Dès le générique d’ouverture de Titane, nous sommes plongés dans le moteur, les huiles, les pistons d’une voiture en marche. Découpe anatomique monstrueuse et métallique d’une puissante machine. Il y a là tout le programme opératique et mythologique du film de Julia Ducournau. Tout ce qui importe se passe à l’intérieur, sous la carrosserie, sous la chair.
Puis il y a Alexia, introduite adulte dans un plan séquence où de dos elle slalome, peu vêtue, érotisée - cicatrice apparente -, chorégraphiée sous la musique des Kills. Ce salon de l’auto est la dernière scène où le film s’offre sans découpage précis et sans bruit et fureur. C’est également la scène par laquelle tout bascule.
Dans Grave comme dans Titane, il y a de la métamorphose, littéralement. Ce sont des films qui par la transformation libèrent les monstres érotiques et thanatiques. Titane est plus dur que Grave dans tous les sens du terme. Les séquences cronenbergiennes y tutoient les hallucinations lynchiennes, la mise en scène emprunte à tous les films de genre (ou à tous les genres de film) pour in fine les transcender.
C’est le défi immense et écrasant qui survole le film : celui d’aller plus loin, d’en montrer plus, d’en faire ressentir au spectateur l’éprouvante souffrance et l’élation mystique. Dans ses meilleurs moments le film tutoie l’inouï, se transformant en immersion enivrante et lancinante (pour peu qu’on lâche prise).
C’est le pacte que Titane propose à son spectateur : s’abandonner pour recevoir, pour voir. Le film s’allie au spectateur comme Alexia s’allie à son monstre pour résister face au vrai monstre : l’apathie.
Véritable appel à la révolte des émotions, à la réinjection d’une puissance de l’image, à une implication absolue de l’acteur et de son corps, du spectateur et de son regard, la foi de Julia Ducournau dans le cinéma est sublime. Elle en est même contagieuse.
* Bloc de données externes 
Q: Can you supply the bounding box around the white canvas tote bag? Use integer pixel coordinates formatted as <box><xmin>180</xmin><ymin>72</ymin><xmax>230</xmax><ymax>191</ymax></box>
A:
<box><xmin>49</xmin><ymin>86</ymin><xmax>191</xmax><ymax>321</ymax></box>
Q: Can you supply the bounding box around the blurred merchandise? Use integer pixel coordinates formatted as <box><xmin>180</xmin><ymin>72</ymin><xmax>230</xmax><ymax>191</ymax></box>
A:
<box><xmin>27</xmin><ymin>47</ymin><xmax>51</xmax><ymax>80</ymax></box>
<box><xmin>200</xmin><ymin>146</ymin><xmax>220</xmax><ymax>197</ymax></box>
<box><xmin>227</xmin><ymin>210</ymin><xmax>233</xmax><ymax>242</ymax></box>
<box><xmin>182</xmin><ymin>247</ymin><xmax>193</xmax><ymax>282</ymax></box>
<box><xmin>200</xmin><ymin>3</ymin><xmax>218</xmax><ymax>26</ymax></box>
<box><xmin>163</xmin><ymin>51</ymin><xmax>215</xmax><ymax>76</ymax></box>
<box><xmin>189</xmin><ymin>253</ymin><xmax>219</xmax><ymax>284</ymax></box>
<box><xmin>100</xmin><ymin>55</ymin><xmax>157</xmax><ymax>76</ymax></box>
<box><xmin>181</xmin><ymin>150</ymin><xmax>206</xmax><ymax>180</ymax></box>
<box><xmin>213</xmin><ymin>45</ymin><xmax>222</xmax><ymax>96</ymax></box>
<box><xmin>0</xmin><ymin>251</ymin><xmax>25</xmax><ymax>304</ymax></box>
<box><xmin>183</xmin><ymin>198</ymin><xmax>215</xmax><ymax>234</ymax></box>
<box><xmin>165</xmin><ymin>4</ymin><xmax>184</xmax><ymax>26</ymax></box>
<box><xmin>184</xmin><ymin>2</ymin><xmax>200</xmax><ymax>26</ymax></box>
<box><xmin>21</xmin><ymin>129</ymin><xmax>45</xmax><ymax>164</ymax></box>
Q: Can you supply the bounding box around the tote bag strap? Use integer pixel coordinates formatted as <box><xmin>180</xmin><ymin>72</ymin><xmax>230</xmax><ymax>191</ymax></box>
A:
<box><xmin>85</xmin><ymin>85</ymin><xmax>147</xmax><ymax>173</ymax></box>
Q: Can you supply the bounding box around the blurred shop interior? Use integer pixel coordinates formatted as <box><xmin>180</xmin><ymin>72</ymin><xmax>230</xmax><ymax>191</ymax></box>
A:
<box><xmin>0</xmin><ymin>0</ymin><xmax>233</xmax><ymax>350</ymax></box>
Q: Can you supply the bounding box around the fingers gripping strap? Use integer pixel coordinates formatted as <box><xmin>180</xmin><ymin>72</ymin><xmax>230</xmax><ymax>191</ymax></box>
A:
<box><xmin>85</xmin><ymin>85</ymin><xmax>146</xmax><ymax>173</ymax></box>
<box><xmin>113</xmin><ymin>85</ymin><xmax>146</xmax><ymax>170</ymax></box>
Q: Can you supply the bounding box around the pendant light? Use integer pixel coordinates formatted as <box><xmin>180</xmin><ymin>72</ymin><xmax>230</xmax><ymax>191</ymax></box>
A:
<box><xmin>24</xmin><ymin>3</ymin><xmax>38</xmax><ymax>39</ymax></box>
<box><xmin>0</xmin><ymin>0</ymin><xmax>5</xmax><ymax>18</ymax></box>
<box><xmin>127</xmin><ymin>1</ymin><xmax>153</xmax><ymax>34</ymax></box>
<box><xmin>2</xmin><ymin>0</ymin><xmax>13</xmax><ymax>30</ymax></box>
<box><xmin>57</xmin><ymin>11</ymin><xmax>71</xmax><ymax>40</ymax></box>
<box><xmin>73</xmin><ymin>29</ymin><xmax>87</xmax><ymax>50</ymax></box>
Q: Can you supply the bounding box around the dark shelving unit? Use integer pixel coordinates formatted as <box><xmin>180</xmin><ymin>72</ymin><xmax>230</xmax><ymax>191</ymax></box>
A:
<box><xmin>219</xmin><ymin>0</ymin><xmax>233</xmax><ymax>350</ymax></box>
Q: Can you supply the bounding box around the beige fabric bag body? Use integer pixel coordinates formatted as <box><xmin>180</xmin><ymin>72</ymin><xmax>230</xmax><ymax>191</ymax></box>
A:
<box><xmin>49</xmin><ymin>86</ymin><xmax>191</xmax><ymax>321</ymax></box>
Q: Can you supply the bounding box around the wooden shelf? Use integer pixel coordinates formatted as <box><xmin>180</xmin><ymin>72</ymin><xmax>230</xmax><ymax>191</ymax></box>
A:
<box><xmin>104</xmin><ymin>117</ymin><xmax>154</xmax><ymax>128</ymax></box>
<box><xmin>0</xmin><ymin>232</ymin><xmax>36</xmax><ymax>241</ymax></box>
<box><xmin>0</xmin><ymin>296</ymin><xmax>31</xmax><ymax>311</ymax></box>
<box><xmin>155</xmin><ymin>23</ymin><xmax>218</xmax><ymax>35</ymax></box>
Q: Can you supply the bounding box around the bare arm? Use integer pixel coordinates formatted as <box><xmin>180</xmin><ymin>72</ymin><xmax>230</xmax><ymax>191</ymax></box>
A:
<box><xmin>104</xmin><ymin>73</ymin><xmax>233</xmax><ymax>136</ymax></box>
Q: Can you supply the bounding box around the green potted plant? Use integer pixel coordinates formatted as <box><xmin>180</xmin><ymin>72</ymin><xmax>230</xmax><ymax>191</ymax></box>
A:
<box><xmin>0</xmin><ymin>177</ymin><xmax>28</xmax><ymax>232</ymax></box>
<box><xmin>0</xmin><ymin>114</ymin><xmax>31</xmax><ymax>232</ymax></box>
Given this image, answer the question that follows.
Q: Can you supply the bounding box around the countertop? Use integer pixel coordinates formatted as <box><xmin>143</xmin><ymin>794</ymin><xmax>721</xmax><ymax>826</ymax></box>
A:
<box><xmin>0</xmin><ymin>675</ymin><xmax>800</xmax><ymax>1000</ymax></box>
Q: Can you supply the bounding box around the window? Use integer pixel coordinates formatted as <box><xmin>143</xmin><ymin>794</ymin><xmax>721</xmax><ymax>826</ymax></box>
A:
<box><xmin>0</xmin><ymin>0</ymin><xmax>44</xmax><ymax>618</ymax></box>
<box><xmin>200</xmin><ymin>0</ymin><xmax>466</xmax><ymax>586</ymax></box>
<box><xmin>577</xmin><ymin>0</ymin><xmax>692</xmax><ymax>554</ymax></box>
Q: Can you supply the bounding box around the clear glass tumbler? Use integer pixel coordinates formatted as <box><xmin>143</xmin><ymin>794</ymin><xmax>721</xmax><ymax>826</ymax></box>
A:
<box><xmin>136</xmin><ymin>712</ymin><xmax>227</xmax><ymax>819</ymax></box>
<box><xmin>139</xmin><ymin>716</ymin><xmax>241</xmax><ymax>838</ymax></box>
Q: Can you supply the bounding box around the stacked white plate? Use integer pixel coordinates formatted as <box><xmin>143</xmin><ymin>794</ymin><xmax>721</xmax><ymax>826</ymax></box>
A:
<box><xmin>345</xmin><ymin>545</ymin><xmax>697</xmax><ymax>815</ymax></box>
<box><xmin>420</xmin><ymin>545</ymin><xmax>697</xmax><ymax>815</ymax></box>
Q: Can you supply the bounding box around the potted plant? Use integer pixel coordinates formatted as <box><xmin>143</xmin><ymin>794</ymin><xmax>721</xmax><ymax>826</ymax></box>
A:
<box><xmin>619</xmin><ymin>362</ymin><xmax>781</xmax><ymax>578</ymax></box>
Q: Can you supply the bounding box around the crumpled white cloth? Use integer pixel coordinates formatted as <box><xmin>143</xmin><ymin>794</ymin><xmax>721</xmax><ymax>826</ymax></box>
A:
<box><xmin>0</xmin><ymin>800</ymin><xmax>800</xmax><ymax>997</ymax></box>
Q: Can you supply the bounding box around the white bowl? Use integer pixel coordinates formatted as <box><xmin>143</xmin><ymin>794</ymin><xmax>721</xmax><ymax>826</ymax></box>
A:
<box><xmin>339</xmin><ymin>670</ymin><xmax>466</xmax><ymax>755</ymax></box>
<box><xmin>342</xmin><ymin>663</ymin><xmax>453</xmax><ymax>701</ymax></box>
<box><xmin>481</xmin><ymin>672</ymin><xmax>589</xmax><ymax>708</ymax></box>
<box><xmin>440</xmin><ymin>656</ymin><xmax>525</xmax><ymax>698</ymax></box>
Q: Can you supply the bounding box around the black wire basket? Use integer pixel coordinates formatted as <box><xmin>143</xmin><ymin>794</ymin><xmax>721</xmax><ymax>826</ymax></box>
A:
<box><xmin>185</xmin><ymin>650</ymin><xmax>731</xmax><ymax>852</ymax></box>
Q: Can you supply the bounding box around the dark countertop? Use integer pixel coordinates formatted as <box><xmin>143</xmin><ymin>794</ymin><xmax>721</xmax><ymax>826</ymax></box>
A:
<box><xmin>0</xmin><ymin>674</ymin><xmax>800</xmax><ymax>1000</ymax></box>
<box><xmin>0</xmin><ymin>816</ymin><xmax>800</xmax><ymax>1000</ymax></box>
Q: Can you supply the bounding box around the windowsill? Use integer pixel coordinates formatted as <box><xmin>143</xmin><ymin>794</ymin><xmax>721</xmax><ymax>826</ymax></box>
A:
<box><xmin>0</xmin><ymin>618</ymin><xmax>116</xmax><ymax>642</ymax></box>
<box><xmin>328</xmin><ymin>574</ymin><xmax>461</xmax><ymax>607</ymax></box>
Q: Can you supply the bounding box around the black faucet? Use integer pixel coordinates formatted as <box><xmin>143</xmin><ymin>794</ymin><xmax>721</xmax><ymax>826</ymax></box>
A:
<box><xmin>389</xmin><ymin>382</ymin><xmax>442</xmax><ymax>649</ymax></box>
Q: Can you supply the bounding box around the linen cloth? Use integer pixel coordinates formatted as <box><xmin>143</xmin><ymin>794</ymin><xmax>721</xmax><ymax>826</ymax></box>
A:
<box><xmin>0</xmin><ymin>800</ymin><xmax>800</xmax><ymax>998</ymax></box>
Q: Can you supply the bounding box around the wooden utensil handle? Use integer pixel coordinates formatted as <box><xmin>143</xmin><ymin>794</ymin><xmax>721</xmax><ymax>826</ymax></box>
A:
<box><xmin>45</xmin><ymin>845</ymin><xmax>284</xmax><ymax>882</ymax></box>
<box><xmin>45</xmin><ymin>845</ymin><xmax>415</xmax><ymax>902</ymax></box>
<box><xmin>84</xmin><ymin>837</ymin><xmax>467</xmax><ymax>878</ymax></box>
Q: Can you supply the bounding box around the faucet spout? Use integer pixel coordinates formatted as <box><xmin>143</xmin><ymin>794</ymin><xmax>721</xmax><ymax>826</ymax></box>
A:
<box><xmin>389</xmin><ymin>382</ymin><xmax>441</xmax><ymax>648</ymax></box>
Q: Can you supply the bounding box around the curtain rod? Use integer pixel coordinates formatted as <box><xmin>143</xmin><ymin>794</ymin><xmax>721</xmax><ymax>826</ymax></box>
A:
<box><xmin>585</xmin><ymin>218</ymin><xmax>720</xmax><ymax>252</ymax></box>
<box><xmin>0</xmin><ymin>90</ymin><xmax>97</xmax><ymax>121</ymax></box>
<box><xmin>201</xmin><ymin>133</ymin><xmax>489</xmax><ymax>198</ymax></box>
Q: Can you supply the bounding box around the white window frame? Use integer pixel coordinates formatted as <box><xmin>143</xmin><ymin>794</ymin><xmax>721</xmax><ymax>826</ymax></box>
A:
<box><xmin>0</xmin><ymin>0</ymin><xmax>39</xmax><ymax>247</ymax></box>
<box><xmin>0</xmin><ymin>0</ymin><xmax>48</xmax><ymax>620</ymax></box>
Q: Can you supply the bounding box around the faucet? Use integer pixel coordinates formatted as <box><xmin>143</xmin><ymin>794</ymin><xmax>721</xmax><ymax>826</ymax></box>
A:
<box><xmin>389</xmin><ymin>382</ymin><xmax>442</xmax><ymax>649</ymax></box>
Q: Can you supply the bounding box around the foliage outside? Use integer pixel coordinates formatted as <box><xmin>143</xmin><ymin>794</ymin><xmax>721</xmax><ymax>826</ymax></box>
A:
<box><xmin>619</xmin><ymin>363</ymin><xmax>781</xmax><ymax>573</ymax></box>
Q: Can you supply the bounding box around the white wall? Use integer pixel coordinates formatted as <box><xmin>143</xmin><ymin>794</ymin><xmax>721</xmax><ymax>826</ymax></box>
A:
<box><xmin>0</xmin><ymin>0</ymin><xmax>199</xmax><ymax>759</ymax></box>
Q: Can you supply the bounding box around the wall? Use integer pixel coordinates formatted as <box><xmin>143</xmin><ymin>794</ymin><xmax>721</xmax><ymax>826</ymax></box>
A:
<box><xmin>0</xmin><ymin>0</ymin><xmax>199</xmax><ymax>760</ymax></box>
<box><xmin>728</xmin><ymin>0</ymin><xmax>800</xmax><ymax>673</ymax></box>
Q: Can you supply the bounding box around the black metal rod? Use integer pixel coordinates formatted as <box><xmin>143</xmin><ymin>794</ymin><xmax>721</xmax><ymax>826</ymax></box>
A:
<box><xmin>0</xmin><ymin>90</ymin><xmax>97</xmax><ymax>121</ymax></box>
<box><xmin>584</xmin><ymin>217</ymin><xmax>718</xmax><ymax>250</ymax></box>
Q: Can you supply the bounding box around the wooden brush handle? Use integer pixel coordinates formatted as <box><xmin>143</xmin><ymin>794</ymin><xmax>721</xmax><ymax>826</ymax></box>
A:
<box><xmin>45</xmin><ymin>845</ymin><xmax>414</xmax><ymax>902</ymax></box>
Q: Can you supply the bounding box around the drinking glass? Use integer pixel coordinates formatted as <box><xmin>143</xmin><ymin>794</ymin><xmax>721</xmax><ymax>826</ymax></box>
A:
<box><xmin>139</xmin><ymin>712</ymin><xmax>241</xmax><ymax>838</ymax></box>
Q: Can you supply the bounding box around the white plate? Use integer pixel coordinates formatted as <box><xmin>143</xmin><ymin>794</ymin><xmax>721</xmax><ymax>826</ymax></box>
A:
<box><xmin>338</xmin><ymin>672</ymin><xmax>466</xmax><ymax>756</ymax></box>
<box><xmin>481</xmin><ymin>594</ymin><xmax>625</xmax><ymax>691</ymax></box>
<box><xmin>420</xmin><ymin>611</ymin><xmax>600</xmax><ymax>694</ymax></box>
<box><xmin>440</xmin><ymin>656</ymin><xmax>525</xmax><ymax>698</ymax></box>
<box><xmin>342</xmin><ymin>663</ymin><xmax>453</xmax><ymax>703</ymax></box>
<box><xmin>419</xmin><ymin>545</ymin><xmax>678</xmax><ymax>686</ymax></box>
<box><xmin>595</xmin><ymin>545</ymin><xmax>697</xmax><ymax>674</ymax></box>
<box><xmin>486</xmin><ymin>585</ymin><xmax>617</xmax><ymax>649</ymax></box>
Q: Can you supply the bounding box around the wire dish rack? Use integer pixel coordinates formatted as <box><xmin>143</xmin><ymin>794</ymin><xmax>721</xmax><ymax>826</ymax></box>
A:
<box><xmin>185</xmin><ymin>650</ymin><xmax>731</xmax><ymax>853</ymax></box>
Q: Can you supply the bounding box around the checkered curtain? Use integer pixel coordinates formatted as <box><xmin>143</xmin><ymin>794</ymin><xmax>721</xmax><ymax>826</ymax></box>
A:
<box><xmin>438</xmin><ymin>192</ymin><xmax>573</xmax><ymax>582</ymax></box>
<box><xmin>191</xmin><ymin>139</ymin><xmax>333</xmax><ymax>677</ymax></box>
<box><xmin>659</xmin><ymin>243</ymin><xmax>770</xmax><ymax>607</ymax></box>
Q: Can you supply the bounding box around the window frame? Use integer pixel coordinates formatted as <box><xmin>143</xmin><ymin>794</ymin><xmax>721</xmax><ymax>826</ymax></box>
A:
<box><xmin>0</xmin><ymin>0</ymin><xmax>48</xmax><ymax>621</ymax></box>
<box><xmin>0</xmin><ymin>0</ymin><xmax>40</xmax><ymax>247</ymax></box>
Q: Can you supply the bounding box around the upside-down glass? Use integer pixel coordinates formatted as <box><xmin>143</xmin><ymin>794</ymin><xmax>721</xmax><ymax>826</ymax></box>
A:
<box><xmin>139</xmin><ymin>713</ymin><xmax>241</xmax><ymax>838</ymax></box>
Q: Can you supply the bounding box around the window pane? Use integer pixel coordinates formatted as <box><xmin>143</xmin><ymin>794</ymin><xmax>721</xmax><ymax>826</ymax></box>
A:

Tout n’est pas réussi dans le film et le fil sur lequel il dance menace de rompre à tout moment. C’est aussi ce qui fait de Titane un sublime acte de foi, une promesse fait à soi-même et au public que le cinéma est là pour faire catharsis, pour conjurer le monstre à la lumière de l’écran, le détailler et lui enlever de son emprise.
Et renaître en sortant de la salle, à la réalité.